Kamolwan Chanyim

Personal information
- Nickname: Bambam
- Nationality: Thai
- Born: 3 January 1996 (age 30) Chonburi, Thailand
- Height: 1.75 m (5 ft 9 in) (2016)
- Weight: 65 kg (143 lb) (2016)

Sport
- Country: Thailand
- Sport: Sailing

Medal record
Women's sailing
Representing Thailand
Asian Games
| Bronze medal – third place | 2014 Incheon | Laser Radial |
Southeast Asian Games
| Silver medal – second place | 2011 Indonesia | Laser Radial |
| Bronze medal – third place | 2013 Myanmar | Laser Radial |
| Gold medal – first place | 2015 Singapore | Laser Radial |
| Gold medal – first place | 2019 Philippines | Laser Radial |

= Kamolwan Chanyim =

Thai sailor (born 1996)

Kamolwan Chanyim (born 3 January 1996) is a Thai competitive sailor. She was born in Chonburi province eastern of Thailand. She graduated with first-class honors in International Business Management from Burapha University. Her father is an influencer for sailing; she began sailing when she was 8. In the earlier she hated sailing but later when she did better she changed her mindset: " I started to think that anything is possible if you work hard at it."
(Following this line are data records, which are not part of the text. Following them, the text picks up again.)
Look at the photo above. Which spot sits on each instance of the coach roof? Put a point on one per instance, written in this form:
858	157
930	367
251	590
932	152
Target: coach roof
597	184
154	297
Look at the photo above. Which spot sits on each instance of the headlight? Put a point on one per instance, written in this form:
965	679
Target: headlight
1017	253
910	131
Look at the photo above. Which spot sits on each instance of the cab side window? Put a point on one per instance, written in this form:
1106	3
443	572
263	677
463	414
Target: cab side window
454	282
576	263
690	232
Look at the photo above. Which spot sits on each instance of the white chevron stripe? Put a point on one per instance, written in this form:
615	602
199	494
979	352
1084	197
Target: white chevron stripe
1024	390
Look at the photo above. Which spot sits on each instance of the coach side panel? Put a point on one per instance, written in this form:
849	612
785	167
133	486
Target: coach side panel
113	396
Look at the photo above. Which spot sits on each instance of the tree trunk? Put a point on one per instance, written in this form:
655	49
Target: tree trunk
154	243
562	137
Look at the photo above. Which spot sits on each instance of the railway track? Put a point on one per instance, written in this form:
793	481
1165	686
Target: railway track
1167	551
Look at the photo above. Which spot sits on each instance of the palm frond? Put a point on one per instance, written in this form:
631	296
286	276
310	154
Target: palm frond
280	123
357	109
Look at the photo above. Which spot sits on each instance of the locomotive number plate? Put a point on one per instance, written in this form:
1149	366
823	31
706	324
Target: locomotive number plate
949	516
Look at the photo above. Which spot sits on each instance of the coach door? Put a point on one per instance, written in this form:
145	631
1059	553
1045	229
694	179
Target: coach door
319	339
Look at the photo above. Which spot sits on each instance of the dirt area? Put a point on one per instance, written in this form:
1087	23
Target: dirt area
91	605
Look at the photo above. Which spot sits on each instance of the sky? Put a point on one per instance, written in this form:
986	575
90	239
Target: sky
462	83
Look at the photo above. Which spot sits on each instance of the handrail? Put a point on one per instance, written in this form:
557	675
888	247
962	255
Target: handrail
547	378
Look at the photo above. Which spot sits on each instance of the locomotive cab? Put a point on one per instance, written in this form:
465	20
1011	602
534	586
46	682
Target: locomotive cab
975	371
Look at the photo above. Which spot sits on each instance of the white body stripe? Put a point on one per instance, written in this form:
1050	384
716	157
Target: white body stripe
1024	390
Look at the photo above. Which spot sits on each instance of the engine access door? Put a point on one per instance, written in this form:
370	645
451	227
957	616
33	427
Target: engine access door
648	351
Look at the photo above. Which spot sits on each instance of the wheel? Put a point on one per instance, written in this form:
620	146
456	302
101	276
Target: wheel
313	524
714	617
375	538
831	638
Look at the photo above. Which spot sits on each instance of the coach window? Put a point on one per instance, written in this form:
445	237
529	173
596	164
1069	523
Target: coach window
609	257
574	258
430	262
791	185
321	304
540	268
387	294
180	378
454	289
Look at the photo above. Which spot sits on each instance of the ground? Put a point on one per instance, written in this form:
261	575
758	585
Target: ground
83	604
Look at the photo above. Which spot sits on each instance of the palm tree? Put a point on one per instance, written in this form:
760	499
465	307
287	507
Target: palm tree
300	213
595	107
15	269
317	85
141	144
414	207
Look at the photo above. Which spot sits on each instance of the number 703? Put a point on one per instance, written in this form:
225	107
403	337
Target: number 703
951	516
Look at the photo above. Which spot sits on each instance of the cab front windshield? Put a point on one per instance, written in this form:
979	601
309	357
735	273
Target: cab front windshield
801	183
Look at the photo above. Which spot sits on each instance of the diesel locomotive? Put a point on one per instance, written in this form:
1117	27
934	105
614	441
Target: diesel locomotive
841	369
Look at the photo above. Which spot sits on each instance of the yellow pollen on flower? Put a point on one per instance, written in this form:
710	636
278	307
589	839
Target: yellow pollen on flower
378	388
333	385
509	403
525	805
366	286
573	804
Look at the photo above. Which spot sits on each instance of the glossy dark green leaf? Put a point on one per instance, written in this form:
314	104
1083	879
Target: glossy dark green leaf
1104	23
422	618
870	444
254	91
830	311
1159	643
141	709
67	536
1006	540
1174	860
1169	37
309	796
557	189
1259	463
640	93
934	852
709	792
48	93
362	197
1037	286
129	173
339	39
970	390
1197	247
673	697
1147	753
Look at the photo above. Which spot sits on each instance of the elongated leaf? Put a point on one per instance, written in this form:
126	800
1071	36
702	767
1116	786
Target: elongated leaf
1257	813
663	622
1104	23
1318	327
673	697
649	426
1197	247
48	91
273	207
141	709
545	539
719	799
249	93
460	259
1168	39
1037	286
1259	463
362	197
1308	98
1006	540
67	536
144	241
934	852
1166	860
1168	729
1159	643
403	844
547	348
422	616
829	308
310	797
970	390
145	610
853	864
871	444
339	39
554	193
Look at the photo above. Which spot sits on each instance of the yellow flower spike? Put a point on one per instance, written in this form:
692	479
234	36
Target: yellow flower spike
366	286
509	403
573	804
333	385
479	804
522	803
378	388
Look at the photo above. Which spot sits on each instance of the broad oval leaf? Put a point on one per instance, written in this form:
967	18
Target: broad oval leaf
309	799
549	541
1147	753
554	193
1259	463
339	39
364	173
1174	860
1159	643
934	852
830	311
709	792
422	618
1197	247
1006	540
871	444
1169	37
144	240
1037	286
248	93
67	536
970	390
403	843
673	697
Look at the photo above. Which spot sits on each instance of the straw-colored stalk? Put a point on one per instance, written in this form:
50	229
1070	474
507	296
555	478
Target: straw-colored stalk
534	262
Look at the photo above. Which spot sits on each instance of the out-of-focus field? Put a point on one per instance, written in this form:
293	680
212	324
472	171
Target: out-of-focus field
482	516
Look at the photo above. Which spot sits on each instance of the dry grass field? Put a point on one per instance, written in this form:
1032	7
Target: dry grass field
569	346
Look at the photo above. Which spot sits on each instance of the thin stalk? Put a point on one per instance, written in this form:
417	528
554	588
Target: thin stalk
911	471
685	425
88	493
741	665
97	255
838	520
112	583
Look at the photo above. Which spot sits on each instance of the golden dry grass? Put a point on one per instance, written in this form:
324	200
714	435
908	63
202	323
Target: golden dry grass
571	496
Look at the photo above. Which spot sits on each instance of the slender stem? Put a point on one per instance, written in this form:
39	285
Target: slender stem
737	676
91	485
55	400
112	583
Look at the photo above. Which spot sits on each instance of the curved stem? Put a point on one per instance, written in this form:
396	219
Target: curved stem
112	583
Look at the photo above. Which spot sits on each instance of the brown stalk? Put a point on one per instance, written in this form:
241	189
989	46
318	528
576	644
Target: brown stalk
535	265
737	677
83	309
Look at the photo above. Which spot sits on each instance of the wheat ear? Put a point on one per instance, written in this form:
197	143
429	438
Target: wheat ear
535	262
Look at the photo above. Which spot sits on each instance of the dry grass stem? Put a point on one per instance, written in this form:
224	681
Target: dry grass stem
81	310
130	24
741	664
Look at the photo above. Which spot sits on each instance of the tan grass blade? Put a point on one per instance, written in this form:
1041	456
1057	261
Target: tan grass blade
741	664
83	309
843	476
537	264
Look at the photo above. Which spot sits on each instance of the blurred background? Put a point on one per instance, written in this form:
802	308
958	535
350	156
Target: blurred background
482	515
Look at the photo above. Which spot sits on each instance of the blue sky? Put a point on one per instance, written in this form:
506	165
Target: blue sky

She competed at the 2016 Summer Olympics in Rio de Janeiro, in the women's Laser Radial. She is also the first Thai woman that qualified for the Olympics in sailboat. She finished rank 34 in Laser Radial competition for 2020 Summer Olympics, this is second appearance in Summer Olympics first was in Rio 2016 ranked 32.